The announcement came a day after the United States warned that suspected fungal infections had led to severe illness and even death among U.S. residents returning from the Mexican city of Matamoros.

Around 400 people were being traced, including roughly 80 from the United States, according to the health minister of Tamaulipas state, home to Matamoros, which sits across the border from Brownsville, Texas.

“They’re going to be located to rule out that they are infected,” Vicente Joel Hernandez told AFP.

Two clinics, River Side Surgical Center and Clinica K-3, have been closed following the death of an American and the infection of seven other people, he said.

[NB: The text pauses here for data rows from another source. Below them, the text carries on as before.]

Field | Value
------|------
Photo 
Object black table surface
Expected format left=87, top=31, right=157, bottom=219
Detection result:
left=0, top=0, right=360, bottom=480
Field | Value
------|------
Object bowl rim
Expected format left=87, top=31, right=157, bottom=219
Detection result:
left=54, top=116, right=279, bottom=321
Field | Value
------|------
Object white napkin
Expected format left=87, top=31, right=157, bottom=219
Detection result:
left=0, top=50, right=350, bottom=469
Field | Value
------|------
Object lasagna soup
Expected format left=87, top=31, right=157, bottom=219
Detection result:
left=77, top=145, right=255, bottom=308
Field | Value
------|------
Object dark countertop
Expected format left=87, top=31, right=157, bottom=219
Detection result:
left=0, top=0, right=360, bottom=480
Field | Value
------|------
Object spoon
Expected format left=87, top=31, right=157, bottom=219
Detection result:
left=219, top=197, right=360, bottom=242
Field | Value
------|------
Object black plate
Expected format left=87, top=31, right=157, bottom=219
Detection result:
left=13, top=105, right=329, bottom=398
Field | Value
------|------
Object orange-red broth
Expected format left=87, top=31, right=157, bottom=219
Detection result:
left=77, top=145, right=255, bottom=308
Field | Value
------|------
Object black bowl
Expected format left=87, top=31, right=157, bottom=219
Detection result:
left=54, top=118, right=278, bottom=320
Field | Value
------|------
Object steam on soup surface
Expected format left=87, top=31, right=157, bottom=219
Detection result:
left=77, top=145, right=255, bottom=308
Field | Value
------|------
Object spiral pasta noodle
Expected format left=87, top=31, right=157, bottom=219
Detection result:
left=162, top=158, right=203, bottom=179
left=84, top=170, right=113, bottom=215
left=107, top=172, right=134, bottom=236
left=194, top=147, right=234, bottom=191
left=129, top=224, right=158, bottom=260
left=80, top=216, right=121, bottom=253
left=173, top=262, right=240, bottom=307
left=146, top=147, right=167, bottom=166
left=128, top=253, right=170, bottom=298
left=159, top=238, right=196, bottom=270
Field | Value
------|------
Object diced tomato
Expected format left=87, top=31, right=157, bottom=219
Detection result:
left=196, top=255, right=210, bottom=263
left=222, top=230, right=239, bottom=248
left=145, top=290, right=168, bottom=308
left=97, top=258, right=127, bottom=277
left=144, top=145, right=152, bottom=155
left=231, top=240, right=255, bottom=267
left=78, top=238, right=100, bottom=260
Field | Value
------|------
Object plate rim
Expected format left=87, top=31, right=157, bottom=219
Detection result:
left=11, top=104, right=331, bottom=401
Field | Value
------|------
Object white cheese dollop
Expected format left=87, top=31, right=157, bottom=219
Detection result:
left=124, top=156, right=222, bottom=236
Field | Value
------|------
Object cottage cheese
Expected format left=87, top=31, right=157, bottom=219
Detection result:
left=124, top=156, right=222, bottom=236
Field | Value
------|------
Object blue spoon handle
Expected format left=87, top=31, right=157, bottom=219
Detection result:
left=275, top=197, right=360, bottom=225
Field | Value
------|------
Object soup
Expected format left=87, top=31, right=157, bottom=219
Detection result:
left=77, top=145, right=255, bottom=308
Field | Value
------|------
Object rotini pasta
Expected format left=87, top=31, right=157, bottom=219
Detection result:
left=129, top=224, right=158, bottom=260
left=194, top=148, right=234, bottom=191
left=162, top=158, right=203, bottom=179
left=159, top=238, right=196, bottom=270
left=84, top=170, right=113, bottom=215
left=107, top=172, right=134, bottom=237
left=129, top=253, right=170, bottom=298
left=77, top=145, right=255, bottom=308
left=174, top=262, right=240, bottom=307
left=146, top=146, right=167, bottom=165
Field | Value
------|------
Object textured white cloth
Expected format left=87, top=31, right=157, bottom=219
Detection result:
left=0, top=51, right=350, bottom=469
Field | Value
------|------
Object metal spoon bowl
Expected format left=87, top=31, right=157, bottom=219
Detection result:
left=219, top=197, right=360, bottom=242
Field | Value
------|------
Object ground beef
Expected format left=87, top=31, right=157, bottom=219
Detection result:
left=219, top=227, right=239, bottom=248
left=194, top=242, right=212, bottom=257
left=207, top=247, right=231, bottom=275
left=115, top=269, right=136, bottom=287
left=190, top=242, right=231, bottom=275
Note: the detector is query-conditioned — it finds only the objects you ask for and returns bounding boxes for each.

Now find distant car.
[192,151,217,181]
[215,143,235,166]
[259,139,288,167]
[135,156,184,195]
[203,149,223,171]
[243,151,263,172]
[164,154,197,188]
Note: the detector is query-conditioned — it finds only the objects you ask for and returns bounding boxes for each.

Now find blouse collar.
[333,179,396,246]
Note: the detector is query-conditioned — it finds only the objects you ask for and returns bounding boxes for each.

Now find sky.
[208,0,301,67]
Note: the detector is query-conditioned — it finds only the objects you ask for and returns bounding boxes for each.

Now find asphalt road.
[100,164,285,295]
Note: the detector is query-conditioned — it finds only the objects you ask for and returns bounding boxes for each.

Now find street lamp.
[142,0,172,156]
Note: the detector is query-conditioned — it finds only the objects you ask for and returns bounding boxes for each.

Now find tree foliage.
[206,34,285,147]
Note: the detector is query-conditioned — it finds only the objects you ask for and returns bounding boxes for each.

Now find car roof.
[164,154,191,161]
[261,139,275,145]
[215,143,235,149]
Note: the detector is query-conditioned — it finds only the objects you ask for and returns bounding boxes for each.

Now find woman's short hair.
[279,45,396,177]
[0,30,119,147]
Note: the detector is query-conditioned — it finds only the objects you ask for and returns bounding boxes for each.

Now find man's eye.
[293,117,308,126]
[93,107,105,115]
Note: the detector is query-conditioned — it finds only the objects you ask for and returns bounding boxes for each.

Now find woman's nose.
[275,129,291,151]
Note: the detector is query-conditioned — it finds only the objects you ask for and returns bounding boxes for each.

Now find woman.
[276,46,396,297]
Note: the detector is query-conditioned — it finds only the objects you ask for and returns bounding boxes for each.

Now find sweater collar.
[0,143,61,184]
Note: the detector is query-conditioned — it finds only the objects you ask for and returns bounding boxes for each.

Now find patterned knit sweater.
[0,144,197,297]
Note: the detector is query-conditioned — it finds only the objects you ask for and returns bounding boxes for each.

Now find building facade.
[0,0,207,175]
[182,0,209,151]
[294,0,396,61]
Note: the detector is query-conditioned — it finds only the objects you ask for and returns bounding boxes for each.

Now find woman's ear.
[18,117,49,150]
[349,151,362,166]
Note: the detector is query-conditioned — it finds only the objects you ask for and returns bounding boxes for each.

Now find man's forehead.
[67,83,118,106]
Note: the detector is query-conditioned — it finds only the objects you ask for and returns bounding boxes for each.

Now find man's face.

According to the U.S. government, the affected travelers had medical or surgical procedures, including liposuction, that involved injecting anesthetic into the area around the spinal column.

The U.S. Centers for Disease Control and Prevention advised canceling any procedure that involves an epidural injection in Matamoros until the problem is resolved.

It urged anyone experiencing symptoms of fungal meningitis after having such an injection in the city to go to a hospital emergency department immediately.

The symptoms include fever, headache, stiff neck, nausea, vomiting, confusion and sensitivity to light, it said, adding that fungal meningitis infections are not contagious or transmitted person-to-person.

Mexico is one of the world’s top medical tourism destinations, largely due to U.S. residents crossing the border for everything from dental work to cosmetic surgery and cancer treatment.